The goal is a community designed for “creatives, storytellers and makers,” from glassblowers to makeup artists.
“We are building that urban cool in a suburban setting,” Parker told me.
Homes will be priced from about $250,000 to something north of $1 million. He plans to set aside a gated area for about a dozen homes that might work for celebrity actors and others craving more privacy.
Planned apartments and two hotels might cater to movie workers on temporary gigs. Apartments and very small houses would be priced to serve lower paid workers in the industry.
“It’s a constant tension for us: How do you do amazing and attainable?” Parker said.
Financial goals not focus
It helps immensely, I suspect, that Cathy is already a very rich man who apparently isn’t focused intensely on a big dollar profit from this particular venture.
“None of the goals we’ve talked about are financial goals,” Parker told me. “They are not at the top of our list of objectives.”
More than 40 planned homes already have been reserved with $2,500 refundable deposits from prospective homebuyers. While the prospects have included doctors and IT workers, the mix also includes a writer/producer and an actress moving their family from Los Angeles.

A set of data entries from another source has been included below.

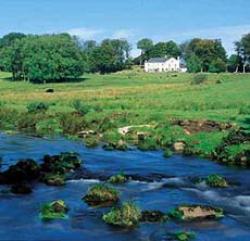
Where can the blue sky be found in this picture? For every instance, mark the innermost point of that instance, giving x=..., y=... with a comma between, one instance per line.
x=160, y=20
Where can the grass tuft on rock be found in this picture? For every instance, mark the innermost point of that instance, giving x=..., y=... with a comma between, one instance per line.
x=101, y=194
x=216, y=181
x=196, y=212
x=183, y=236
x=126, y=216
x=54, y=210
x=118, y=179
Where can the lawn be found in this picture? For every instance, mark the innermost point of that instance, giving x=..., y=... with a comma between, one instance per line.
x=136, y=98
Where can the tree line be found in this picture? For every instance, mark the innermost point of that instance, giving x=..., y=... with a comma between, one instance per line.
x=61, y=57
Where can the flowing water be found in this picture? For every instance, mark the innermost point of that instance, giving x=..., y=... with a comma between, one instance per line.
x=158, y=183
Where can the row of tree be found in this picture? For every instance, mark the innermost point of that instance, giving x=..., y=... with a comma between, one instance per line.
x=200, y=55
x=61, y=57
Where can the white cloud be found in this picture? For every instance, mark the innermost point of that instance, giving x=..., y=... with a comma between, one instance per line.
x=123, y=34
x=228, y=35
x=85, y=33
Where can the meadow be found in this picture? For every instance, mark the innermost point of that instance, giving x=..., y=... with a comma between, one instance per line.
x=133, y=97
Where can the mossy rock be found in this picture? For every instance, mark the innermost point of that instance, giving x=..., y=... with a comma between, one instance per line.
x=118, y=179
x=101, y=195
x=153, y=216
x=216, y=181
x=167, y=153
x=126, y=216
x=183, y=236
x=24, y=171
x=62, y=163
x=54, y=210
x=54, y=179
x=21, y=188
x=196, y=212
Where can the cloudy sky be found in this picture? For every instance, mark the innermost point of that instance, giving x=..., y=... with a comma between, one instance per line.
x=160, y=20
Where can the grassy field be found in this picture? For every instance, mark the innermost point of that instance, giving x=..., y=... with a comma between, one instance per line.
x=136, y=98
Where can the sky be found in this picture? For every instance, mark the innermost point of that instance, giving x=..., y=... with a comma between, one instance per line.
x=160, y=20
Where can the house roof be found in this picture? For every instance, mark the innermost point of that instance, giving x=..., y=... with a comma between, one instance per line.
x=158, y=60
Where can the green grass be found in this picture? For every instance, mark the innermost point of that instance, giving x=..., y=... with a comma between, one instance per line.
x=104, y=103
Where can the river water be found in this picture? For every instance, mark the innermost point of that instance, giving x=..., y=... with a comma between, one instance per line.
x=158, y=183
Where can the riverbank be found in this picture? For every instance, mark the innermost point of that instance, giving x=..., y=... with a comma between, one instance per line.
x=164, y=111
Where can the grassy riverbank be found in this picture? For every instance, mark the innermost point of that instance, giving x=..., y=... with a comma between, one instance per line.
x=108, y=102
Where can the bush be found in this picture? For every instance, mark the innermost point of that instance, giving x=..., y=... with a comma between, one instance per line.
x=216, y=181
x=101, y=195
x=128, y=216
x=118, y=179
x=244, y=110
x=36, y=107
x=80, y=108
x=199, y=79
x=54, y=210
x=50, y=126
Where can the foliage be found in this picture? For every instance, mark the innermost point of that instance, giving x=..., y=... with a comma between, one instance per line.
x=36, y=107
x=54, y=210
x=207, y=54
x=80, y=107
x=101, y=194
x=216, y=181
x=48, y=126
x=43, y=58
x=183, y=236
x=199, y=79
x=118, y=179
x=127, y=216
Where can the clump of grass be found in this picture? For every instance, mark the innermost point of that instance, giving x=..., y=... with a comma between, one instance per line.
x=36, y=107
x=49, y=126
x=118, y=179
x=54, y=210
x=153, y=216
x=199, y=79
x=167, y=153
x=216, y=181
x=101, y=194
x=80, y=107
x=183, y=236
x=127, y=216
x=196, y=212
x=52, y=179
x=244, y=110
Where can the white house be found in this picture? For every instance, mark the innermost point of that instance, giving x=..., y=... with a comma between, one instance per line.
x=164, y=65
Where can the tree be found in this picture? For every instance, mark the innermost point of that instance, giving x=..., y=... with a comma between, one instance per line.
x=194, y=64
x=112, y=55
x=44, y=58
x=144, y=45
x=243, y=50
x=210, y=53
x=9, y=39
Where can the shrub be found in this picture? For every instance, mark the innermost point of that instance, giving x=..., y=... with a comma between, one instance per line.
x=199, y=79
x=244, y=110
x=101, y=195
x=118, y=179
x=183, y=236
x=36, y=107
x=216, y=181
x=54, y=210
x=80, y=108
x=128, y=216
x=50, y=126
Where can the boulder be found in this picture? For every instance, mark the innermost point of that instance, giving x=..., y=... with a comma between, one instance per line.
x=179, y=146
x=196, y=212
x=21, y=189
x=153, y=216
x=101, y=195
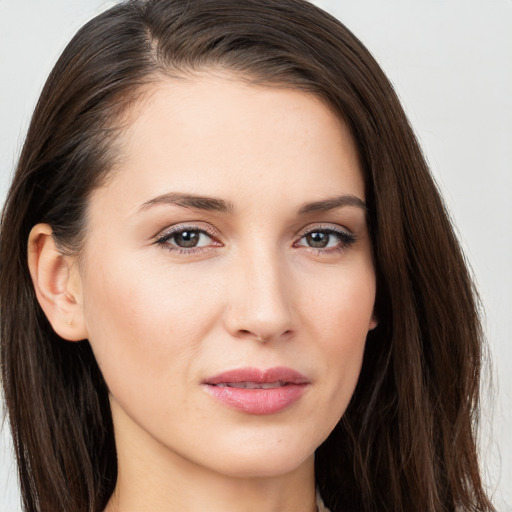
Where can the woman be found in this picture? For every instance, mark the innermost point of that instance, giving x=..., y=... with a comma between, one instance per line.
x=242, y=289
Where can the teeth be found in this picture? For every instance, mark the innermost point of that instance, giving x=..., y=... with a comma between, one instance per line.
x=251, y=385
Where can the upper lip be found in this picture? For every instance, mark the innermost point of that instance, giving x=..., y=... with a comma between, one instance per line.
x=278, y=373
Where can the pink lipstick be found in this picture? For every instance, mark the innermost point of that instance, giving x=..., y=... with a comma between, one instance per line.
x=255, y=391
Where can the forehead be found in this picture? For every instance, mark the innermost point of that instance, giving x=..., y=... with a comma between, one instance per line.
x=219, y=136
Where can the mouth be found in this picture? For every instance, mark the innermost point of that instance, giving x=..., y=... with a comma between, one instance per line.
x=259, y=392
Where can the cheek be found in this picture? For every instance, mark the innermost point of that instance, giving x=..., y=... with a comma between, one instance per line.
x=339, y=318
x=144, y=323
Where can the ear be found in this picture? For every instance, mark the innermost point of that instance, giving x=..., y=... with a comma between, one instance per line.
x=373, y=322
x=57, y=284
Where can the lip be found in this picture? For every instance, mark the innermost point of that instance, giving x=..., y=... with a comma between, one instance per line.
x=288, y=386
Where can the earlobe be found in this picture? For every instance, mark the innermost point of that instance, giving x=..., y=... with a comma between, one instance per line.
x=57, y=284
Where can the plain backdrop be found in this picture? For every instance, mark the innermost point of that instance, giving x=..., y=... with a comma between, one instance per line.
x=451, y=64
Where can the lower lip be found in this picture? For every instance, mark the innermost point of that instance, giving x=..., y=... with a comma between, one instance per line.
x=258, y=401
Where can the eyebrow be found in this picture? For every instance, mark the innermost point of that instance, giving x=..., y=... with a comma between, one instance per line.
x=332, y=203
x=199, y=202
x=191, y=201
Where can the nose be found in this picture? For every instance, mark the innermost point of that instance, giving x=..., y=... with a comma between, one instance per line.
x=260, y=298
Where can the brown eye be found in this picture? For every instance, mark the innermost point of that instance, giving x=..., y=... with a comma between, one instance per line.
x=186, y=239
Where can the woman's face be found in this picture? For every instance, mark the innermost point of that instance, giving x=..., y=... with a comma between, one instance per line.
x=227, y=281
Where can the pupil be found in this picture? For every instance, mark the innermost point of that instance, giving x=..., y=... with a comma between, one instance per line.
x=187, y=238
x=317, y=239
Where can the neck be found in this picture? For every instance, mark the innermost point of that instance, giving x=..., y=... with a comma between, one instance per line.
x=151, y=477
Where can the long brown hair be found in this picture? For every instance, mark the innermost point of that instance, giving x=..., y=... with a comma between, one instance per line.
x=407, y=439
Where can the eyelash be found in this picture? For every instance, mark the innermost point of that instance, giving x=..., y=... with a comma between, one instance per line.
x=346, y=239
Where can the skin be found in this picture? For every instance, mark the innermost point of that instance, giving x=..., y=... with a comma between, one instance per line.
x=161, y=318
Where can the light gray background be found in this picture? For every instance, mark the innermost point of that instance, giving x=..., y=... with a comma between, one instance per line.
x=451, y=63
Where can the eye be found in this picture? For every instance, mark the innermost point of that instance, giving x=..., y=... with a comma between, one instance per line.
x=326, y=239
x=186, y=239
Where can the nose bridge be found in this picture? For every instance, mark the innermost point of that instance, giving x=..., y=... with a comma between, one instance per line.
x=260, y=302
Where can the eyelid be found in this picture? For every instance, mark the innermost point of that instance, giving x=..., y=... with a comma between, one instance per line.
x=177, y=228
x=326, y=227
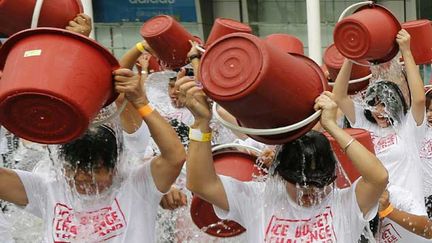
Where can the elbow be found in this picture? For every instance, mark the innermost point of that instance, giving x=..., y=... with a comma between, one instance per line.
x=383, y=178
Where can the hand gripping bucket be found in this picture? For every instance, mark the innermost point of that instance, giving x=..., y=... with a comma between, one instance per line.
x=347, y=173
x=54, y=83
x=368, y=34
x=421, y=36
x=360, y=74
x=223, y=26
x=262, y=87
x=286, y=43
x=169, y=39
x=237, y=162
x=17, y=15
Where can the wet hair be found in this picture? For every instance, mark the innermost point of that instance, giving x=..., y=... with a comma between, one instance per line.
x=379, y=91
x=307, y=161
x=97, y=145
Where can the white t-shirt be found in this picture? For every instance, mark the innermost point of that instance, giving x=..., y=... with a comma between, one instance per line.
x=426, y=157
x=5, y=230
x=130, y=217
x=138, y=141
x=268, y=213
x=397, y=150
x=391, y=231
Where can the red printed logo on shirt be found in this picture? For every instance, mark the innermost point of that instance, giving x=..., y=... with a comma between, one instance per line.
x=383, y=143
x=317, y=229
x=426, y=149
x=96, y=226
x=389, y=234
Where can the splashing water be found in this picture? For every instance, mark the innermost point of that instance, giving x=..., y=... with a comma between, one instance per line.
x=390, y=71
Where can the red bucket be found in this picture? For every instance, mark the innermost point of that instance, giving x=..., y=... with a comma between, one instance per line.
x=236, y=164
x=169, y=39
x=286, y=43
x=368, y=34
x=50, y=89
x=333, y=60
x=421, y=36
x=348, y=170
x=16, y=15
x=260, y=85
x=223, y=26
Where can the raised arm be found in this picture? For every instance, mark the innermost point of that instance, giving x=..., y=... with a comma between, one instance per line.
x=130, y=118
x=166, y=167
x=11, y=187
x=374, y=176
x=201, y=176
x=81, y=24
x=415, y=81
x=340, y=91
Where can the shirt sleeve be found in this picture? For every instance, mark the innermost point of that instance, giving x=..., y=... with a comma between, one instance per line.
x=404, y=200
x=239, y=196
x=143, y=181
x=138, y=141
x=36, y=191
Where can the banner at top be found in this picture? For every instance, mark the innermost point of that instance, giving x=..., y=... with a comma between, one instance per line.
x=141, y=10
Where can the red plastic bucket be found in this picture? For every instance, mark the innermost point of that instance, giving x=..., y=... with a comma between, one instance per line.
x=260, y=85
x=223, y=26
x=286, y=43
x=169, y=39
x=236, y=164
x=421, y=36
x=368, y=34
x=333, y=60
x=50, y=89
x=348, y=168
x=16, y=15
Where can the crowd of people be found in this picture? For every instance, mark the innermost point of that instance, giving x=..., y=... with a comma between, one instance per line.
x=115, y=182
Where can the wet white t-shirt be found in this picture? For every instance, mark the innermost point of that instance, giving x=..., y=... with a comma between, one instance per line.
x=397, y=150
x=130, y=217
x=426, y=157
x=5, y=230
x=391, y=231
x=268, y=213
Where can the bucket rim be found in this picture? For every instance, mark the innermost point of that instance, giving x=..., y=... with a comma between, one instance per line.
x=9, y=43
x=395, y=48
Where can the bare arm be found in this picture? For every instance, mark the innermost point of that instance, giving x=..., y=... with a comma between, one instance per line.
x=415, y=81
x=166, y=167
x=81, y=24
x=11, y=187
x=340, y=91
x=374, y=176
x=201, y=176
x=419, y=225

“There’s no promise on our part that there is going to be an A-list actor living next door,” Parker said. But some day, just such an actor might be spotted getting a coffee at a local shop in Pinewood Forrest.

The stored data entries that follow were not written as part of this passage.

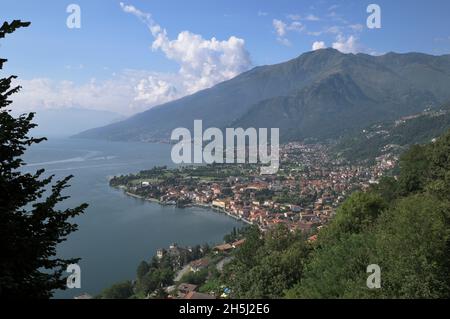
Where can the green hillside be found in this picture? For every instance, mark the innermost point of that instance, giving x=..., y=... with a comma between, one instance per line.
x=402, y=225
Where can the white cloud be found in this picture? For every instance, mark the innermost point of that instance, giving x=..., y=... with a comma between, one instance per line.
x=262, y=14
x=295, y=17
x=317, y=45
x=280, y=27
x=312, y=17
x=202, y=63
x=347, y=45
x=153, y=91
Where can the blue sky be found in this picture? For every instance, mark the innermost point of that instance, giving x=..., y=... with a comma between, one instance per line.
x=112, y=51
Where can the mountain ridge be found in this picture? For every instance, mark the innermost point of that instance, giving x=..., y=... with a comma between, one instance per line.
x=325, y=93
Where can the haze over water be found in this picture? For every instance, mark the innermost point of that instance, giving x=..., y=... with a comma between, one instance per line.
x=117, y=231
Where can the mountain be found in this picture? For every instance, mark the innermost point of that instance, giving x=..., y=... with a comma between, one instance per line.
x=70, y=121
x=320, y=94
x=394, y=137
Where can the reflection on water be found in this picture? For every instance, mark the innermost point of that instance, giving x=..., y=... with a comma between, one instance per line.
x=117, y=231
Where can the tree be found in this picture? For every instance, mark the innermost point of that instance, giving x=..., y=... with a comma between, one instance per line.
x=122, y=290
x=142, y=270
x=30, y=224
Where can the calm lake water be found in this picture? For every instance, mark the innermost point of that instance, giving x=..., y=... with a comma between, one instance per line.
x=117, y=231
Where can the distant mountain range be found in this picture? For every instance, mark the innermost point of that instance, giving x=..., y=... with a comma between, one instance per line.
x=321, y=94
x=65, y=122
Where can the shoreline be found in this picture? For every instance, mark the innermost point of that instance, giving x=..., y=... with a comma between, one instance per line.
x=204, y=206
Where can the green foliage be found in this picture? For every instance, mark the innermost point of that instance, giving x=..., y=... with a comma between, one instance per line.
x=412, y=246
x=31, y=226
x=402, y=225
x=195, y=278
x=266, y=265
x=122, y=290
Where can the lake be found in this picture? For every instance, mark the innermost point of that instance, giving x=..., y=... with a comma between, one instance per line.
x=118, y=231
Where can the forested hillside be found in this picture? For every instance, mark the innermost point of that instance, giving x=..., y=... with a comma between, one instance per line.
x=402, y=225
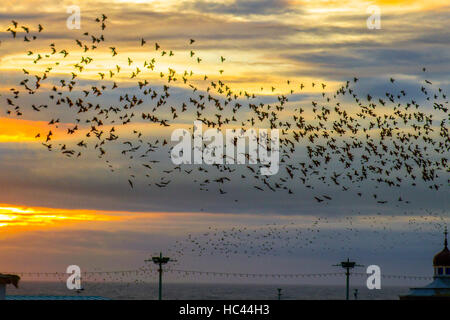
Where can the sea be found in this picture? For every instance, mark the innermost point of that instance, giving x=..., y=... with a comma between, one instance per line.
x=206, y=291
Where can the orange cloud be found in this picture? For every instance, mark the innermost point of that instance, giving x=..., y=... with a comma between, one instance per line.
x=15, y=130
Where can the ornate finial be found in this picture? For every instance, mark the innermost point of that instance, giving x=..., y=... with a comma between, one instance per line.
x=445, y=234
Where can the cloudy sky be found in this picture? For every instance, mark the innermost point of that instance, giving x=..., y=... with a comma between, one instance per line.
x=57, y=211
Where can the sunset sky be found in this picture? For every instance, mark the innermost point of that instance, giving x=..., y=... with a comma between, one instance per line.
x=56, y=211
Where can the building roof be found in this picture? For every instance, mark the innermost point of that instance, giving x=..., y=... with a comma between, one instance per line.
x=17, y=297
x=443, y=257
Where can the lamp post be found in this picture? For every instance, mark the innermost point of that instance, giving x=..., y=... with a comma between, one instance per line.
x=347, y=265
x=160, y=260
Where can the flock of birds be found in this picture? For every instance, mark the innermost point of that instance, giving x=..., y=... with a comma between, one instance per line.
x=342, y=139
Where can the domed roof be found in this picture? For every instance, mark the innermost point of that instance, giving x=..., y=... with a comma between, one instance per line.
x=443, y=257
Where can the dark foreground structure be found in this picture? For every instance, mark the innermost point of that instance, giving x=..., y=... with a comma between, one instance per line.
x=439, y=289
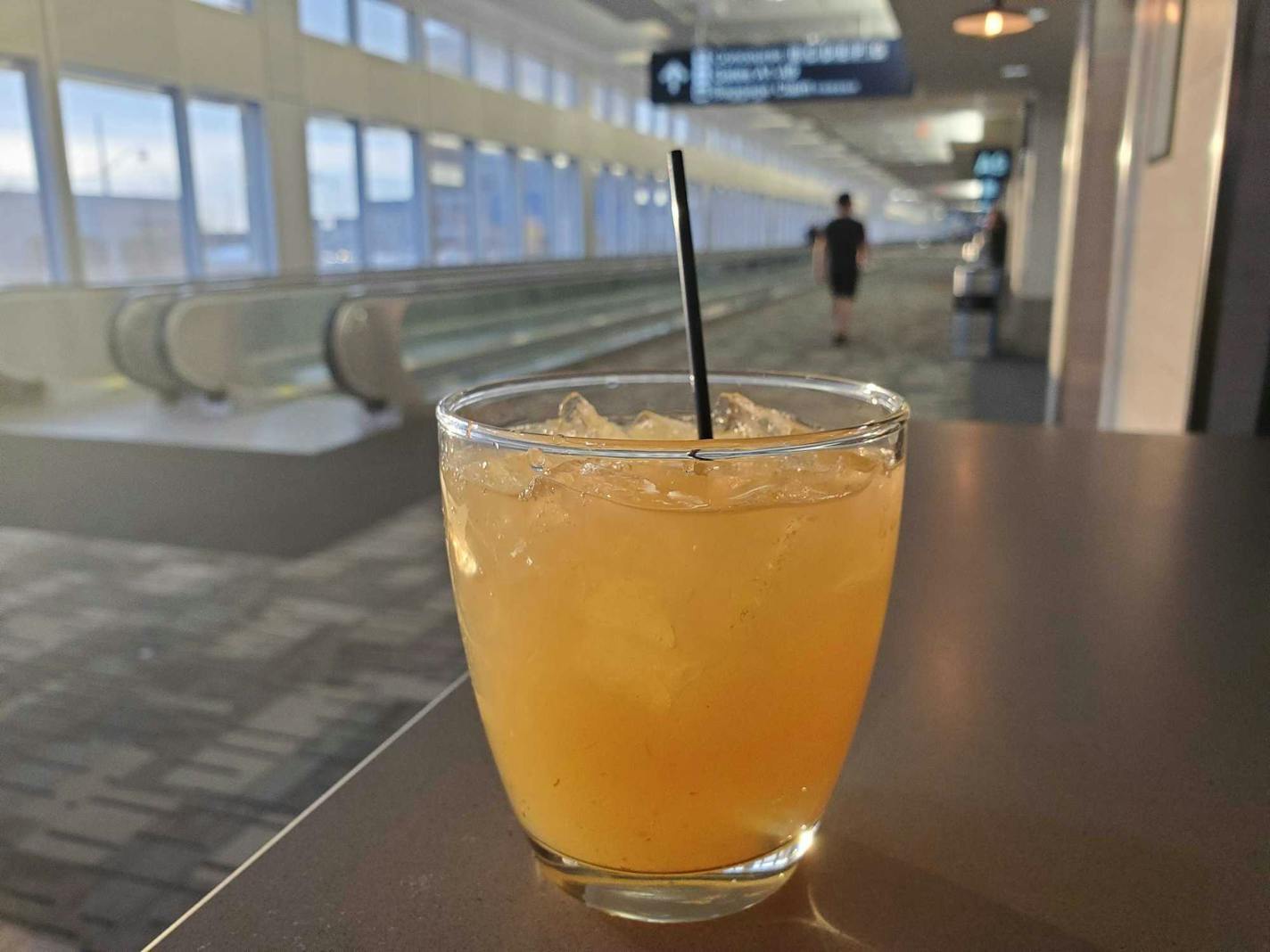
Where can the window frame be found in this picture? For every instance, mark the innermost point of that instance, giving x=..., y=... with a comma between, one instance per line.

“It is part of the mystique and the draw,” he told me.
He predicts tour buses will come into the community. And he’s contemplating early concepts for some kind of “movie experience” center on site.
But Parker knows he has to be careful. As we chatted about a planned pedestrian bridge for future community residents to get to the studios across the street, he mentioned that the bridge can’t go so high as to provide too clear a view into the studio property.
Scott Tigchelaar knows about the idea of mixing community and movie-making.
“It’s a delicate balance,” he told me.
He’s a part owner of Raleigh Studios Atlanta in Senoia, the Coweta County town about 15 miles south, where the hit TV series “The Walking Dead” has its home base. Early on, he started work on a development of 75 planned homes in town that he hoped would be part community and part movie setting. Much of the space is now being used as the fictional town of Alexandria in “The Walking Dead,” though seven families still live there in real life.
‘Up in their business’
Movie people tend to gravitate to each other, Tigchelaar told me. But productions often demand privacy when they are shooting.
“They do not want the general public up in their business.”
Creative people tend to like creative communities that avoid cookie-cutter formats, he said, “but if it comes off wrong, if it’s too contrived, it will backfire.”
And if homes and studios are too close, it can become a problem, he said. Five days in a row of night shooting and the sound of fake gun shots can get old.
So much for movie magic.
For people in the movie industry coming from other parts of the nation, Pinewood Studios is already a marquis name. And other big studios are already in place in surrounding communities south of Atlanta.
Steven Betolatti, who was a gaffer (in charge of lighting) on TV and movies sets, told me short commute times to work may become Pinewood Forrest’s biggest draw.
He and his wife Debra are real estate agents who put some of their focus on people in the entertainment industries looking for temporary or permanent Georgia homes.
People in the industry often work long days. Many don’t want to face long daily drives on top of that, he said.
“They are just regular people trying to live a life and make a movie.”